After practicing law for many years, David O. Stewart began to erite history, too. His first book,The Summer of 1787: The Men Who Invented the Constitution, was a Washington Post best seller and won the Washington Writing Award as Best Book of 2007. Two years later, Impeached: The Trial of President Andrew Johnson and the Fight for Lincoln’s Legacy, was called “by all means the best account of this troubled episode” by Professor David Donald of Harvard. The Society of the Cincinnati awarded David its 2013 History Prize for American Emperor, Aaron Burr’s Challenge to Jefferson’s America, an examination of Burr’s Western expedition, which shook the nation’s early foundations. The Lincoln Deception, an historical mystery about the John Wilkes Booth Conspiracy, was released in late August 2013. Bloomberg View called it the best historical novel of the year, while Publishers Weekly said it wasan “impressive debut novel.” Stewart lives with his wife in Maryland. A more extensive profile can be found on his website. (adapted from Stewart's website)

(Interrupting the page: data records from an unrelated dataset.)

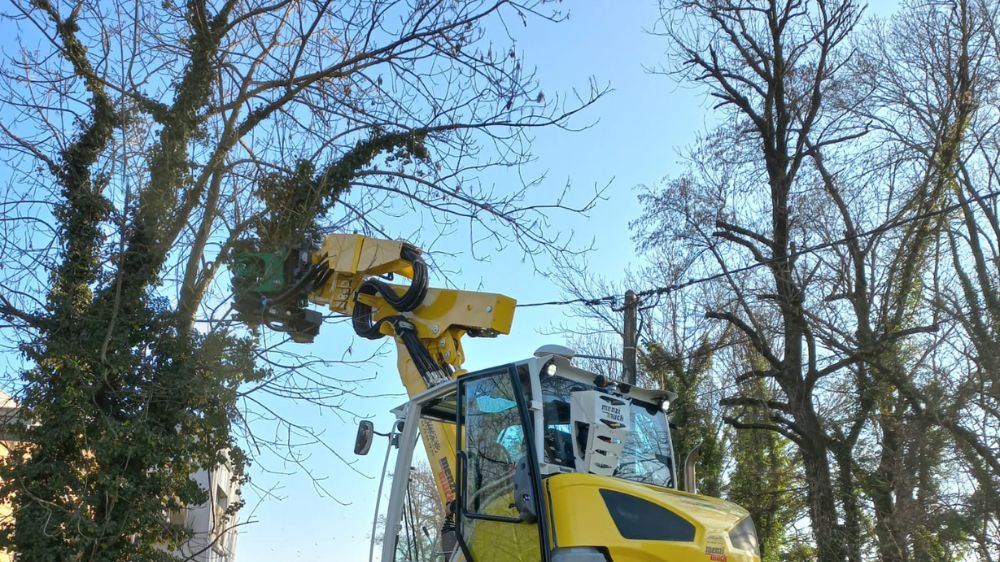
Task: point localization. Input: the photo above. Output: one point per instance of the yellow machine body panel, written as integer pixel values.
(630, 521)
(579, 516)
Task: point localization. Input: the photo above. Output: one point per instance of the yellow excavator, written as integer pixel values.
(536, 460)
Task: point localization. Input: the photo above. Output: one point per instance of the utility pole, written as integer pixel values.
(630, 336)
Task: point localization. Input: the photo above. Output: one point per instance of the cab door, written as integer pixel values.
(499, 506)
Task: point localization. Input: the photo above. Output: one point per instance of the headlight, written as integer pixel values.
(744, 536)
(579, 554)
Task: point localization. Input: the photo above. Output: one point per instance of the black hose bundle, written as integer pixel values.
(414, 295)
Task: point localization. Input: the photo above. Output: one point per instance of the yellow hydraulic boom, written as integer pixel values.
(427, 323)
(538, 459)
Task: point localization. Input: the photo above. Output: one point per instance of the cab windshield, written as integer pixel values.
(646, 456)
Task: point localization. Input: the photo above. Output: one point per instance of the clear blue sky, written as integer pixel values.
(640, 127)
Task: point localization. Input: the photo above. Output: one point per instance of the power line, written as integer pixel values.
(667, 289)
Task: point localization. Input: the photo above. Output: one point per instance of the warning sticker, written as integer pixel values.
(715, 548)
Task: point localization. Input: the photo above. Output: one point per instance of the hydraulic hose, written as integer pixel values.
(414, 295)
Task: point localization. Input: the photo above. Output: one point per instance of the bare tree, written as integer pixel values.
(143, 141)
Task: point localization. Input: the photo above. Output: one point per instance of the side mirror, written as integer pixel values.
(363, 442)
(690, 476)
(524, 495)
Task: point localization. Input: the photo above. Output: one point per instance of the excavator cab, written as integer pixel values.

Madison's Gift: Five Partnerships that Built America (Simon & Shuster, 2015, 432 pages, $28.00/14.99) by David O. Stewart illuminates the importance of James Madison throughout the formative years and development of America as a nation and as an idea whose spirit spread across the world. Madison's greatest strengths were his capacity for careful analytical study combined with persuasive, quiet eloquence. His influence among the founders was critical to the formation and development of America at a time when it's success was precarious and uncertain. Stewart's writing is incisive, lucid, and thought provoking, as he follows Madison's career through a series of crucial friendships that helped shape a nation. This biography provides an excellent profile of the emerging United States through the constitutional period and the first quarter of the nineteenth century. I read Madison's Gift as an electronic galley provided to me by the publisher through Edelweiss on my Kindle app.